Monday, December 7, 2020

Yuri Liberzon Releases a Bach Album

from Yuri Liberzon’s Web site

According my archives, I first encountered guitarist Yuri Liberzon at an Old First Concerts recital at Old First Presbyterian Church in August of 2010. Liberzon was born in Novosibirsk in Russia and raised in Israel. He came to the United States in 2000 to study with Manuel Barrueco at the Peabody Institute of Johns Hopkins University, where he received both a Bachelor of Music degree and a Graduate Performance Diploma. He subsequently received a Master of Music degree from Yale University, studying again with Barrueco and with Benjamin Verdery. Back in November of 2017, I used this site to write about his first two solo albums, Ascension and ¡Acentuado!

This year saw the release of Liberzon’s latest solo album, consisting of guitar transcriptions of the three solo violin sonatas by Johann Sebastian Bach, BWV 1001 in G minor, BWV 1003 in A minor, and BWV 1005 in C major. The transcriptions were prepared by Barrueco. Apparently, Liberzon is now handling distribution of his recordings, all three of which may now be purchased in physical or digital form from a Web page on his Web site.

Bach’s manuscript alternates these three sonatas with three solo partitas. His own title for the entire collection was Sei Solo a Violino senza Basso accompagnato (six solos for violin without bass accompaniment). Completed in 1720, the set was not published during his lifetime. The first publication was by Nikolaus Simrock, based in Bonn, in 1802. 1720 was roughly halfway through Bach’s tenure as Kapellmeister (director of music) for Leopold, Prince of Anhalt-Köthen. While Leopold himself played string instruments, he preferred the gamba and would probably have found the rich counterpoint of the solo violin sonatas too challenging. More likely the virtuoso Christian Ferdinand Abel played these sonatas for the Prince’s entertainment.

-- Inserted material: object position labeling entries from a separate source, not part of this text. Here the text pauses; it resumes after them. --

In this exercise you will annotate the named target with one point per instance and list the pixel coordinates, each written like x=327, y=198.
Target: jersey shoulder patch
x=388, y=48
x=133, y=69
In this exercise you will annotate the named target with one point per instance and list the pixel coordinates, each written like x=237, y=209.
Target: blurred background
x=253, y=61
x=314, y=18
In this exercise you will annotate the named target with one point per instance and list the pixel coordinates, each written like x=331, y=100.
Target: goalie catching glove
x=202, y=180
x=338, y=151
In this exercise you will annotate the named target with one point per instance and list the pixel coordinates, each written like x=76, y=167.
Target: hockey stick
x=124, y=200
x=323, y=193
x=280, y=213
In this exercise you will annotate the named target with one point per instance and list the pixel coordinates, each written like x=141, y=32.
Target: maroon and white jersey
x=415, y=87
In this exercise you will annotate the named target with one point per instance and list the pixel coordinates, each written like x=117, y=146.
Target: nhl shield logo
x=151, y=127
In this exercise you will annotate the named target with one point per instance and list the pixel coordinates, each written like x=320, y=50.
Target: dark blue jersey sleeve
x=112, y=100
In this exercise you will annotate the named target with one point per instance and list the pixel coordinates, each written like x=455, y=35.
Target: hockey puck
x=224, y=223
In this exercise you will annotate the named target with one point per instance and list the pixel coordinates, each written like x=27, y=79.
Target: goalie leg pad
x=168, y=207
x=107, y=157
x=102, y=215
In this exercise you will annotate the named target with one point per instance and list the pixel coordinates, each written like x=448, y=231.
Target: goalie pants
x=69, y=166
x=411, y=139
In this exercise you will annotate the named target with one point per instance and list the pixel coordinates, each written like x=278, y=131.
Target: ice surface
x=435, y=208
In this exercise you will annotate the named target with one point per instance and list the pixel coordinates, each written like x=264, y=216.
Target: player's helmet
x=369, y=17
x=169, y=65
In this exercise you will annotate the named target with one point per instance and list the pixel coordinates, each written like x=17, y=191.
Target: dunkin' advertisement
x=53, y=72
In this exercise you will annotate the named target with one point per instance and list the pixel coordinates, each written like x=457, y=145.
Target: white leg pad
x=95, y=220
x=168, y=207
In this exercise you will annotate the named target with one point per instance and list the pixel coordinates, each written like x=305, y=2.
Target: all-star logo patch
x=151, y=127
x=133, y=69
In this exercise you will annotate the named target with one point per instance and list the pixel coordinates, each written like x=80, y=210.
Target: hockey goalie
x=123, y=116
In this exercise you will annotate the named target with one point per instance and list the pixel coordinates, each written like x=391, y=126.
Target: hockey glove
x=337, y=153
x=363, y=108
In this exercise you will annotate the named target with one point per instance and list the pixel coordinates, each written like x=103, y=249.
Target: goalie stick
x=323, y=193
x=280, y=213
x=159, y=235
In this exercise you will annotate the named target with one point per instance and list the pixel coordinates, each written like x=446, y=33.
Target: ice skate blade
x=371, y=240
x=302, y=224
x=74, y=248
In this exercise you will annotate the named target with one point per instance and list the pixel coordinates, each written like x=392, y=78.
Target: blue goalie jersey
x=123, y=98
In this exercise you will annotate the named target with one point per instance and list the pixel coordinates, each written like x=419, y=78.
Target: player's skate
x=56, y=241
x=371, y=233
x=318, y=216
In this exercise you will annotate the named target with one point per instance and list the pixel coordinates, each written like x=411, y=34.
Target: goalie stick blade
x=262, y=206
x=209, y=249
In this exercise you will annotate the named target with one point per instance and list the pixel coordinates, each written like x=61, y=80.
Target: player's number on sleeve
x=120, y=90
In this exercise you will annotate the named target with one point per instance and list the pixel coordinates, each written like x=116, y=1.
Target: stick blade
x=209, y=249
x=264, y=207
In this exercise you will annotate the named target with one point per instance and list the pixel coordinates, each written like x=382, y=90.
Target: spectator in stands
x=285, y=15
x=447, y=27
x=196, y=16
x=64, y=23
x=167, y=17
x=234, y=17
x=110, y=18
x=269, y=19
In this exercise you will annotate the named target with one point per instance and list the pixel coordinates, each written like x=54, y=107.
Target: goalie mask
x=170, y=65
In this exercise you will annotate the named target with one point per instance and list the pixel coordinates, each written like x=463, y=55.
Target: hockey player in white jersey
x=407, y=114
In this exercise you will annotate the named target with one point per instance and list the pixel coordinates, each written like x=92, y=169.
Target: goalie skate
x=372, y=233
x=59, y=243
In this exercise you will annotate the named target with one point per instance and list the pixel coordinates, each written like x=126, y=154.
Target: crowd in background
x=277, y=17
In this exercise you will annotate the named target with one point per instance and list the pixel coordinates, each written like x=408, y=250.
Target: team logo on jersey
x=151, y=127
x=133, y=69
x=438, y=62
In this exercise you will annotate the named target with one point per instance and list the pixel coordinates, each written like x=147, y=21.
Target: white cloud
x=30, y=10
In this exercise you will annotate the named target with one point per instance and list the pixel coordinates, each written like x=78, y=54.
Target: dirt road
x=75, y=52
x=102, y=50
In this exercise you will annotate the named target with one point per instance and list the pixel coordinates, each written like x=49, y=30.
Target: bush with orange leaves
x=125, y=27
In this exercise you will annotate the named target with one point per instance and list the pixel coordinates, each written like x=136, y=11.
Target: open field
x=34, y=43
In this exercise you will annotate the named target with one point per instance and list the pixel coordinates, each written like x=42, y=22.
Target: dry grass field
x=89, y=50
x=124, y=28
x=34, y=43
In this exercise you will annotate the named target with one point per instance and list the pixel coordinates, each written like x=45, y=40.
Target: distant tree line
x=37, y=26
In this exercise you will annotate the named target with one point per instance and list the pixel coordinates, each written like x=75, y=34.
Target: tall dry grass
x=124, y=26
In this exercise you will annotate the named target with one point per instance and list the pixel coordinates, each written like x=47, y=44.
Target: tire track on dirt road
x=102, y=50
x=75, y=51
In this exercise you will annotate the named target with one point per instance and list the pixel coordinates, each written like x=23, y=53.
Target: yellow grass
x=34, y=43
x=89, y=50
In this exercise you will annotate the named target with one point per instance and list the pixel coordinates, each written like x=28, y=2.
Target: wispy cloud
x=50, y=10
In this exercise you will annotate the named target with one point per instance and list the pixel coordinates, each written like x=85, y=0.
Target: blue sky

While the Prince may have been well entertained, it is worth considering that Bach may have written this collection of six pieces with the same pedagogical intentions that he outlined specifically in the text introduction to the keyboard Inventions and Sinfonias (BWV 772–801), which were also composed during his tenure at Köthen. At the very least Bach may have written the sonatas to demonstrate how a solo violin could be capable of playing a fugue. Indeed, the fugues get longer as Bach progressed through these three sonatas, almost as if the sonatas served as a gradus ad Parnassum for violinists with virtuoso aspirations. For that matter, each of the four movements of each of the three sonatas serves up its own unique coupling of inventive “ideas” with expressive (“cantabile”) performance, very much in the same spirit as BWV 772–801.

In transcribing these sonatas, it is clear that Barrueco developed his own “inventive ideas” that would capture not only the “ideas” behind Bach’s scores but also the ability of a guitarist to present equally convincing expressiveness. Given how much time Liberzon spent studying with Barrueco, we should not be surprised to encounter those same ideas and expressions in his performances of these three sonatas. My only regret is that the album is an “audio only” experience. I have encountered many of the solo violin compositions in recital; and the best performances are those that shape the expressiveness to establish communion with the audience, rather than simply showing off the soloist’s technical skills. (Gil Shaham is the first violinist whose name comes to mind in this regard.) Much as I enjoy this new album, its greatest virtue is that it leaves me eager to listen to Liberzon play these sonatas in a recital setting.